What's in for mruby, next?
Also, what was about the security audit by some 3rd party? Were there serious flaws in the mruby codebase or was it just the company being retarded?
>>
>>59932570
>>59932695
nvm for the second part, I found it and apparently it was all fixed
https://mruby.sh/201703270126.html
>>
>>59932695
>What's in for mruby, next?

I'm not sure, it's been a while since I looked into that implementation. I never used it but it seemed to be quite usable considering it's size and the fact it had Unicode support. I'm not sure where that project went.

>audit

Are you talking about this?

https://mruby.sh/201703270126.html

Apparently, someone decided to use it in production as a virtualized code execution engine. Given the extremely sensitive nature of the task, they started a bug bounty, and everybody was surprised by the sheer amount of problems they found. By quickly reading that text, I concluded it was awesome news. All those bugs getting fixed, white hats getting paid for it... Just positive contribution all around.

Turing completeness is the enemy of security. The critical security bugs are found in the user input handling layer.

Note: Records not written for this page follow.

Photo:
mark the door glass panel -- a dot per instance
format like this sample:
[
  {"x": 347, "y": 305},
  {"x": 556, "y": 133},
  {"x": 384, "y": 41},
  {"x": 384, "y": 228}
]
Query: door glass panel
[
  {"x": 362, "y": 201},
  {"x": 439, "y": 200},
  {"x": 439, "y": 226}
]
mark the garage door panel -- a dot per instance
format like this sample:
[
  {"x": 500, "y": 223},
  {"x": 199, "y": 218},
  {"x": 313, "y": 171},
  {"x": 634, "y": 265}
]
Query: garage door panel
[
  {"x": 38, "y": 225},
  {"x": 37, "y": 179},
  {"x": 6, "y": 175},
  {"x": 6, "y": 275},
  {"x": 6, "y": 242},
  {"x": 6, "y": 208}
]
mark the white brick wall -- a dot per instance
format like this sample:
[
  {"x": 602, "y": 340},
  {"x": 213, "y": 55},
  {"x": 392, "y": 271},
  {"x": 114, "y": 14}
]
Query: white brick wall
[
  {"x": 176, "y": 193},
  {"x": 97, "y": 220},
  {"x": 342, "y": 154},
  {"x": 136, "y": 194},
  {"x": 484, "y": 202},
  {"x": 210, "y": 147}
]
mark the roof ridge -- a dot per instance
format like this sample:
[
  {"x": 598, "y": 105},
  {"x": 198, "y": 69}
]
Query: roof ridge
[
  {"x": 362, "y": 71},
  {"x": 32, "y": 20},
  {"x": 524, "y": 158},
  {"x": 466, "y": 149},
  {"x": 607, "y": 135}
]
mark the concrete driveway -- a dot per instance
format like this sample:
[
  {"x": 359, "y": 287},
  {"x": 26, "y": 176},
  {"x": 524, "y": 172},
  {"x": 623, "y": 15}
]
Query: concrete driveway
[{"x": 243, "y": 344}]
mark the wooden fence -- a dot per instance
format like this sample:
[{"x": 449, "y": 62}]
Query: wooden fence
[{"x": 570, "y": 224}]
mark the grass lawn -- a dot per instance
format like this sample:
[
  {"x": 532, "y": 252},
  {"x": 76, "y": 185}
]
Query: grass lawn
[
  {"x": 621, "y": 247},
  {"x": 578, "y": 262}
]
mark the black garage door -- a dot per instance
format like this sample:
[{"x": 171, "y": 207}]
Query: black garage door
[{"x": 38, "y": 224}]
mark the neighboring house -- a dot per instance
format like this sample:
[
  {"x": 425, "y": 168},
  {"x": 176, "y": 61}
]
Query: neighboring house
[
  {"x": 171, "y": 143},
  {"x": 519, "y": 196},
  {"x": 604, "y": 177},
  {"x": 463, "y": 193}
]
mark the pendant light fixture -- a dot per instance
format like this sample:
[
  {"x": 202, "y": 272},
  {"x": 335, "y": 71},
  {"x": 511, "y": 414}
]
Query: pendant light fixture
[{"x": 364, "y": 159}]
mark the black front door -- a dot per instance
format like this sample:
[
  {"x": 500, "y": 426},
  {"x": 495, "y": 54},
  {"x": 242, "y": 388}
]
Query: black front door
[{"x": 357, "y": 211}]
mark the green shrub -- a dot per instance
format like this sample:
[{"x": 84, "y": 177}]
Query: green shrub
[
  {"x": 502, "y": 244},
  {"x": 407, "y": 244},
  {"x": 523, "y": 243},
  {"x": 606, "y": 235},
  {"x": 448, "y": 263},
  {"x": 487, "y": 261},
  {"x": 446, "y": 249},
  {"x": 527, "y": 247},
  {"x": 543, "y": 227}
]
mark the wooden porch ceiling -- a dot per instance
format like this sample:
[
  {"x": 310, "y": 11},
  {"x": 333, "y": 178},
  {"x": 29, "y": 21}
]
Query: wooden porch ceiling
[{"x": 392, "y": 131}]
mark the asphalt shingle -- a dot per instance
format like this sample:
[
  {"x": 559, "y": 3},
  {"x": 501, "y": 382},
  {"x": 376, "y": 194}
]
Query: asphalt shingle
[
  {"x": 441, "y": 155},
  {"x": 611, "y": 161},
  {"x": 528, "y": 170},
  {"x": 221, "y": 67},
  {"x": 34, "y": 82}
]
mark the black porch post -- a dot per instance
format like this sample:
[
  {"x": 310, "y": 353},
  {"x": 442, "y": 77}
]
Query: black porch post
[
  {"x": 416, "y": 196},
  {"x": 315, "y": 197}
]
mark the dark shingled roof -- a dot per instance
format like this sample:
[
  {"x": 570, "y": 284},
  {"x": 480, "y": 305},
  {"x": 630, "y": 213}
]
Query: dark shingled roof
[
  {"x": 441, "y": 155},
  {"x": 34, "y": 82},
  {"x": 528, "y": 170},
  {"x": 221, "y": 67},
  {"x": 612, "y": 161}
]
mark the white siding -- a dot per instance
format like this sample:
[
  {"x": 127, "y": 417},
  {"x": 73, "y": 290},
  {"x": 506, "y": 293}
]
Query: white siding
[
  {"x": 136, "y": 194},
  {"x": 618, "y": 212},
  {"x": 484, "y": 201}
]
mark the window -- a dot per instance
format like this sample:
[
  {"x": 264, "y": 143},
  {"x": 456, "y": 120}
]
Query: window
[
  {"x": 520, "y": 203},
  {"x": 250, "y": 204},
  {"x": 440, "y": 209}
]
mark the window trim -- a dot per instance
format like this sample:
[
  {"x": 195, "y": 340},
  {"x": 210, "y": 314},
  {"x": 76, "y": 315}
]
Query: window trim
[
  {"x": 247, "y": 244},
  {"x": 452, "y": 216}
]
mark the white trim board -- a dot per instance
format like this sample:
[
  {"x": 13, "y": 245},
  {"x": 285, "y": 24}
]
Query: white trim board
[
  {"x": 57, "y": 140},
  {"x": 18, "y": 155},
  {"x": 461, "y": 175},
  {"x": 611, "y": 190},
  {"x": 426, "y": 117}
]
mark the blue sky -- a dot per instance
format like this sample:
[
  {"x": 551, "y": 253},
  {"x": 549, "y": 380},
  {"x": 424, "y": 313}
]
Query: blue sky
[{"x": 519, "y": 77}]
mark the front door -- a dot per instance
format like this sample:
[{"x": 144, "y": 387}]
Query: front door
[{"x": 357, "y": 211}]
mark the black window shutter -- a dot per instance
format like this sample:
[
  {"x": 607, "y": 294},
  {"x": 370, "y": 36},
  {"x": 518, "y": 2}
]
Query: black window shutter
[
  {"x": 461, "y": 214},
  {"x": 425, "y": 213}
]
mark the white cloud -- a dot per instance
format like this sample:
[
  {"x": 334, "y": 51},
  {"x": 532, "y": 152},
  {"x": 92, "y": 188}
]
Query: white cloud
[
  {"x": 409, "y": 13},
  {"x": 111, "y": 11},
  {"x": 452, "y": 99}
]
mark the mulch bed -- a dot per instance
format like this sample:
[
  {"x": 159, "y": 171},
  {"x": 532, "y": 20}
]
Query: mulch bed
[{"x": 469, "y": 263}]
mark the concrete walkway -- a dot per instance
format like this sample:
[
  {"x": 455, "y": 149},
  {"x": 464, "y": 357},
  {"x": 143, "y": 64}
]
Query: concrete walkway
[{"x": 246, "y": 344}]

Think parsers for network protocols, file formats, programming languages. MRuby is an even more complex machine when compared to say, a regexp-recognizing automaton; it's naturally much harder if not impossible to completely secure, given it's capability to execute any program, while the automaton can do a very restricted set of operations.

Computer security research has already shown that a huge number of exploits stem from the fact that parsing programs of all kinds are often broken and don't quite follow the rules as intended due to bugs and what not. Hackers find these cracks in the rigid structure of these limited machines, and it allows them to escape their limitations, often into turing complete territory. What was a simple hardcoded XML or JSON or even Ruby parser gets input that turns it into a full turing machine with all CPU instructions at its disposal.

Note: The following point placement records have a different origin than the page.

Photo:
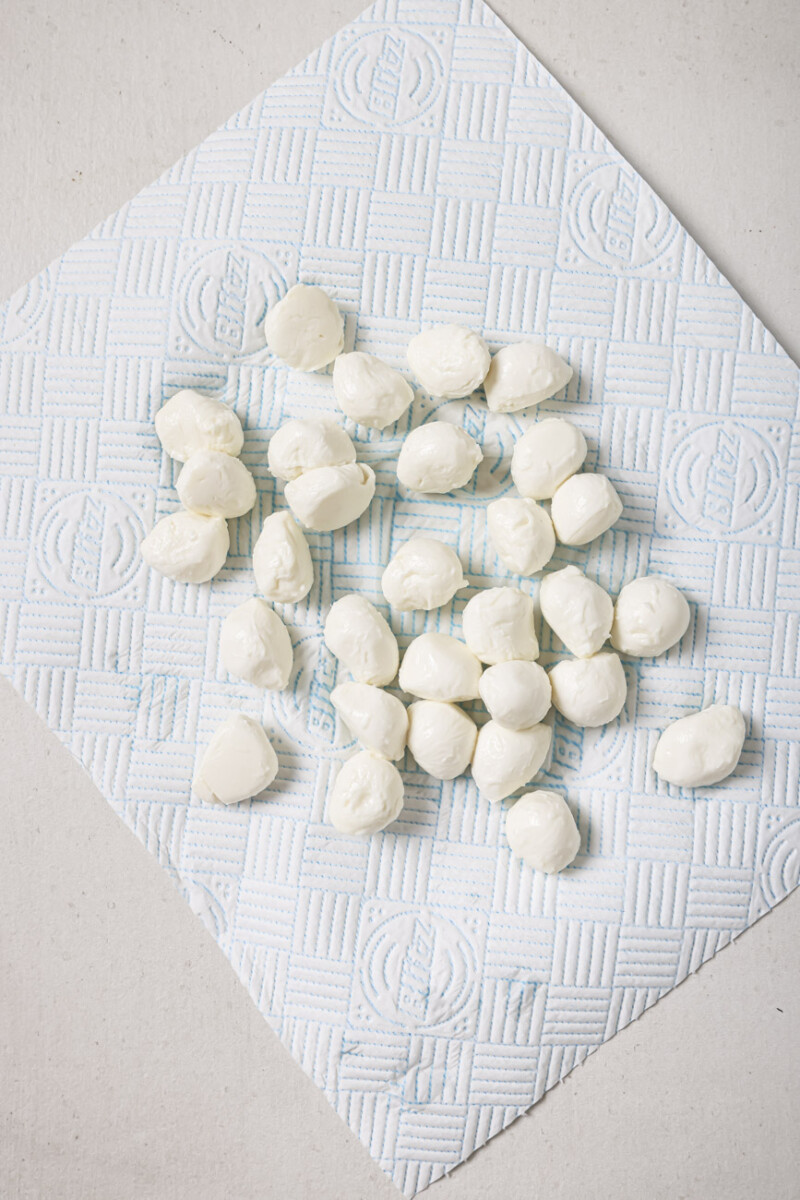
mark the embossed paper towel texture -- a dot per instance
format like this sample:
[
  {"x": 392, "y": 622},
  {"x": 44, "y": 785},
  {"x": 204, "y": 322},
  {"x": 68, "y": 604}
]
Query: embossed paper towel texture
[{"x": 425, "y": 167}]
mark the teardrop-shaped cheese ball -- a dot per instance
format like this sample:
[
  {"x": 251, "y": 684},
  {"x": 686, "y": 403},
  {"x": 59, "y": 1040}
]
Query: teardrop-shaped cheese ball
[
  {"x": 187, "y": 547},
  {"x": 522, "y": 534},
  {"x": 423, "y": 574},
  {"x": 505, "y": 760},
  {"x": 254, "y": 646},
  {"x": 701, "y": 749},
  {"x": 589, "y": 691},
  {"x": 577, "y": 610},
  {"x": 305, "y": 329},
  {"x": 523, "y": 375},
  {"x": 368, "y": 390},
  {"x": 545, "y": 456},
  {"x": 360, "y": 637},
  {"x": 438, "y": 457},
  {"x": 374, "y": 718},
  {"x": 437, "y": 666},
  {"x": 450, "y": 361}
]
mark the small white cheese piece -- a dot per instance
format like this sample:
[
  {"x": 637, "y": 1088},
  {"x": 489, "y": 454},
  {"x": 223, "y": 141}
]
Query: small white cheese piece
[
  {"x": 423, "y": 574},
  {"x": 305, "y": 329},
  {"x": 360, "y": 637},
  {"x": 542, "y": 832},
  {"x": 701, "y": 749},
  {"x": 450, "y": 361},
  {"x": 522, "y": 534},
  {"x": 239, "y": 762},
  {"x": 187, "y": 547},
  {"x": 505, "y": 760},
  {"x": 516, "y": 694},
  {"x": 589, "y": 691},
  {"x": 254, "y": 646},
  {"x": 437, "y": 666},
  {"x": 524, "y": 375},
  {"x": 650, "y": 616},
  {"x": 438, "y": 457},
  {"x": 545, "y": 456},
  {"x": 282, "y": 561},
  {"x": 374, "y": 718},
  {"x": 367, "y": 795},
  {"x": 577, "y": 610},
  {"x": 368, "y": 390},
  {"x": 498, "y": 625},
  {"x": 190, "y": 421},
  {"x": 584, "y": 507}
]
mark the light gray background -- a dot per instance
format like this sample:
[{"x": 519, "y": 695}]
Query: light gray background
[{"x": 132, "y": 1062}]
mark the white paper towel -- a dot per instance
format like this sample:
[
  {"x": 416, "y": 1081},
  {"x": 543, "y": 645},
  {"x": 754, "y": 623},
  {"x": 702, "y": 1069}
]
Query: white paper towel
[{"x": 423, "y": 167}]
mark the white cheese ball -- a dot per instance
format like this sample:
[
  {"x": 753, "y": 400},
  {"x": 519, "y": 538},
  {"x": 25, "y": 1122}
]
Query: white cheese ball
[
  {"x": 438, "y": 457},
  {"x": 545, "y": 456},
  {"x": 376, "y": 719},
  {"x": 498, "y": 625},
  {"x": 423, "y": 574},
  {"x": 437, "y": 666},
  {"x": 449, "y": 360},
  {"x": 254, "y": 646},
  {"x": 190, "y": 421},
  {"x": 187, "y": 547},
  {"x": 516, "y": 694},
  {"x": 650, "y": 616},
  {"x": 441, "y": 737},
  {"x": 522, "y": 534},
  {"x": 505, "y": 760},
  {"x": 577, "y": 610},
  {"x": 589, "y": 691},
  {"x": 239, "y": 762},
  {"x": 583, "y": 508},
  {"x": 542, "y": 832},
  {"x": 282, "y": 561},
  {"x": 524, "y": 375},
  {"x": 367, "y": 795},
  {"x": 359, "y": 636},
  {"x": 305, "y": 329},
  {"x": 368, "y": 390},
  {"x": 701, "y": 749}
]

If you aim for security, don't give users an entire programming language. Give them a simple, declarative, absolutely positively context-free language to work with, preferably LL. Don't compromise on that ideal. Much security will come to you.
>>
I'm a ruby on rails webdev. I like it a lot, network and files handling is a breeze, ActiveRecord is a godly ORM. The only thing I'd really love is a compacting garbage collector.
>>
>>59933108
Doesn't Ruby have a generational GC now
>>
>>59932447
The best book for learning Ruby is "The Well Grounded Rubyist". It teaches Ruby at a very deep level so you will totally understand every aspect of the language and not just use the language features by rote. You will be an expert after reading that book.

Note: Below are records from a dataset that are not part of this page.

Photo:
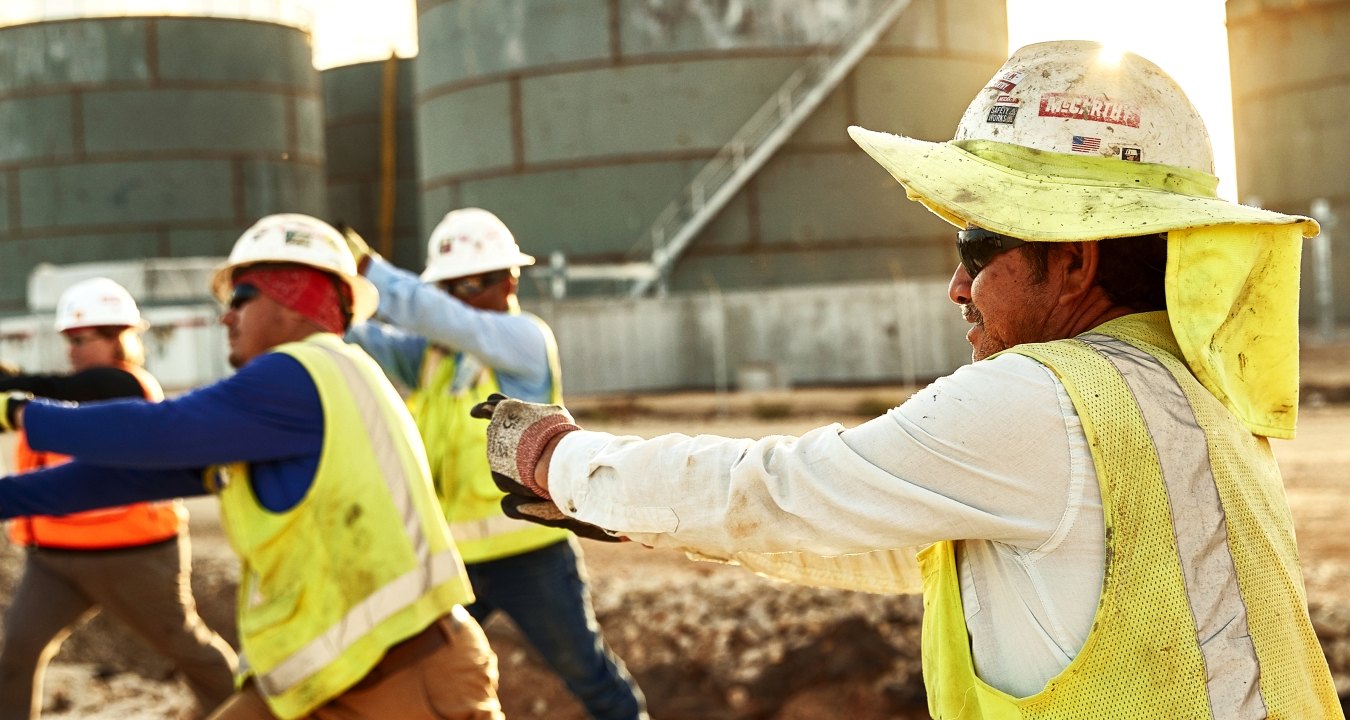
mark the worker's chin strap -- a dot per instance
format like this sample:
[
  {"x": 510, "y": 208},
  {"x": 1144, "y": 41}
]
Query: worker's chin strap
[{"x": 1233, "y": 300}]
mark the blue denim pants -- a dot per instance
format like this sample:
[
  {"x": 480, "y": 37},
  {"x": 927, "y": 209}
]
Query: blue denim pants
[{"x": 544, "y": 593}]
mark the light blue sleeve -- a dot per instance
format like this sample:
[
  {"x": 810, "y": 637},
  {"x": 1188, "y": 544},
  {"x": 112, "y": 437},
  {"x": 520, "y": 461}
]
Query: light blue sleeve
[
  {"x": 512, "y": 345},
  {"x": 398, "y": 353}
]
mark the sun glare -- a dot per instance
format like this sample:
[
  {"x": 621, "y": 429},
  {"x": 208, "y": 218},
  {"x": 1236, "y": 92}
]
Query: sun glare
[{"x": 1187, "y": 38}]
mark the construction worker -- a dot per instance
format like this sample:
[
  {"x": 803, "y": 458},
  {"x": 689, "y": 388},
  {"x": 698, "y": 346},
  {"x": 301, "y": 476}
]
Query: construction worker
[
  {"x": 351, "y": 592},
  {"x": 77, "y": 565},
  {"x": 1104, "y": 523},
  {"x": 454, "y": 337}
]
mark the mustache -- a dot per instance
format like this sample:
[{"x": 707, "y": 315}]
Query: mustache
[{"x": 971, "y": 314}]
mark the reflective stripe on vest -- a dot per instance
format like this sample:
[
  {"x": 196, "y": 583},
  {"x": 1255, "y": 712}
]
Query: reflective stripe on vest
[
  {"x": 358, "y": 622},
  {"x": 1212, "y": 624},
  {"x": 389, "y": 599},
  {"x": 1210, "y": 574}
]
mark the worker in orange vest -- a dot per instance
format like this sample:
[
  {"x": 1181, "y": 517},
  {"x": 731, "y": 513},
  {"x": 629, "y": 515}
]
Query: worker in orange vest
[{"x": 132, "y": 561}]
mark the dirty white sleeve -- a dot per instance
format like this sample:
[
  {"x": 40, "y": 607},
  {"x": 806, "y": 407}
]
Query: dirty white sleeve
[{"x": 983, "y": 454}]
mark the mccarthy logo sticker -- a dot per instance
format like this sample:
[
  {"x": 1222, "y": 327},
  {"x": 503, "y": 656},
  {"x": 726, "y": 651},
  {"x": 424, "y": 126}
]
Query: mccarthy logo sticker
[
  {"x": 1006, "y": 81},
  {"x": 1080, "y": 107}
]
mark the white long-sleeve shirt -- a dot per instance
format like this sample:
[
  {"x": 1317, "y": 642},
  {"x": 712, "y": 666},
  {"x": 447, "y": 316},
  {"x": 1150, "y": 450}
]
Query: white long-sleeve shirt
[{"x": 992, "y": 457}]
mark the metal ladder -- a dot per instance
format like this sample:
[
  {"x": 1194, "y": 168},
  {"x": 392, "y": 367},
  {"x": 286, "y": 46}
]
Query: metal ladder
[{"x": 741, "y": 157}]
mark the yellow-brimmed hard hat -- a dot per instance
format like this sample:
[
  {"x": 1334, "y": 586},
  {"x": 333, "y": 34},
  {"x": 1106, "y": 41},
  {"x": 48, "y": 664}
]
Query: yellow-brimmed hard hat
[{"x": 1071, "y": 142}]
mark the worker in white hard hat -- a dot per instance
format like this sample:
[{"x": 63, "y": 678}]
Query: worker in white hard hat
[
  {"x": 77, "y": 565},
  {"x": 1104, "y": 526},
  {"x": 351, "y": 592},
  {"x": 454, "y": 337}
]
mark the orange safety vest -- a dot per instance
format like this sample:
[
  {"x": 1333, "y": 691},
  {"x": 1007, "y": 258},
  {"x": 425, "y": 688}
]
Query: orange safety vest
[{"x": 124, "y": 526}]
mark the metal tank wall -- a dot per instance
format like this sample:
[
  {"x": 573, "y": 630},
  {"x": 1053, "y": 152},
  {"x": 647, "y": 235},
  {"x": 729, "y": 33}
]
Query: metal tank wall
[
  {"x": 150, "y": 137},
  {"x": 353, "y": 137},
  {"x": 578, "y": 120},
  {"x": 1291, "y": 97}
]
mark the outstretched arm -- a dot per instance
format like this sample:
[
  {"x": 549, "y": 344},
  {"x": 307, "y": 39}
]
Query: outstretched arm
[{"x": 506, "y": 342}]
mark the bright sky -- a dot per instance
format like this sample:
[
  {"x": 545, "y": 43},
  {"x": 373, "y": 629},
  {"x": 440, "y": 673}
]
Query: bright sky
[{"x": 1187, "y": 38}]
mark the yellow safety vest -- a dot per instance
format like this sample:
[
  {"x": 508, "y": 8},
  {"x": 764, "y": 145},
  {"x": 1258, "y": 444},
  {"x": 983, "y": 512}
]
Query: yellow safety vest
[
  {"x": 362, "y": 562},
  {"x": 456, "y": 449},
  {"x": 1202, "y": 609}
]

Ruby is very much an object based language more than a class based language. It uses duck typing so that methods will work on any kind of object and so it not restrained by class types. Ruby does not support high order functions very well, it uses blocks instead of being able to pass functions or use closures like you can in Javascript and Python. But not having high order functions is ok since you can only take advantage of it in a language like javascript that has function scope only and where functions close over the scope of whichever object its called on.
>>
Ruby got me loving programming again. Like someone said, it's comfy as heck.
I will probably move on at some point, but right now I'm working on advancing my career as a webdev.
I was a hobby C# dev before, now I'm enjoying Ruby.
>>
>>59930928
It's 10X to 100X the performance of python though, looking at CPU operations.
>>
>>59934072
True, but if you are looking for performance, a dynamic ANYTHING language is a loss anyway. Except maybe for type casts.
Good thing there is Crystal.
>>
>>59930902

It's a beautiful language, but if you want to make money programming in Ruby, you have to do Rails. Not a fan of Rails.
>>
I think it's a nifty little language, but can't say I like it much. Making little programs in it feels pretty comfy, but I wouldn't want to make anything big in a dynamic-typed language. Had to make a simple web app with RoR and it's pretty amazing how easy it is to make that shit. It assured me, however, that I do not want to get any closer to webdev. Making HTML stuff and session management simply isn't my thing.